It's been over a year since I've written anything here. 2018 was a brutal year and I've spent the better part of this year recovering from it. It's a work in progress.
Depression is difficult. It's tiring, all consuming, physically draining, painful, guilt inducing, and unique to each person but shared by many.
We all go through down days. We all know what that feels like. But there's a difference between feeling down once in a while and sitting in a chair in your bedroom, staring at your bed and thinking... "I'm ok with not waking up tomorrow". I never made a plan or thought of ways to end me but just having the thought of not wanting to wake up in the morning was enough to scare the hell out of me. The next morning, when I did wake up, I called a therapist and made an appointment.

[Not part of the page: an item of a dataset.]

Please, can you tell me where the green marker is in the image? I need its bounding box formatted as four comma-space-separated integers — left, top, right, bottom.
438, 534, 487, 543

Why am I writing about this. Is it to gain sympathy? No. Why do I even have to explain why? It's because too many people want to say that anyone who talks about painful things is just playing the victim. What people don't realize is, depression already causes us to feel guilty about being depressed. The phrase "first world problems" comes to mind. Who are we to feel down when there's so much suffering in the world! Guilt jumps in when you feel like you're not upbeat enough and think you're lousy company. Guilt jumps in when you just can't face going out and being with people. So why am I talking about it? Because I can and because I think more people need to talk about it. Maybe someone else will recognize themselves here and know that they're not alone.
There was a long list of things that happened last year that took me to such a dark place. It began with my father's death. I don't need to go into the rest of the list because, well, it's long and there's no need to at this point. Just know it was a crap year and when you're in the thick of a deep depression you can't see past the veil that hides all the good in your life. It's like someone is holding a black cloth in front of your face. You can kinda make out some bits of light here and there but mostly what's in front of you is shrouded in darkness. No matter how hard you squint you can't make out what's going on behind the veil.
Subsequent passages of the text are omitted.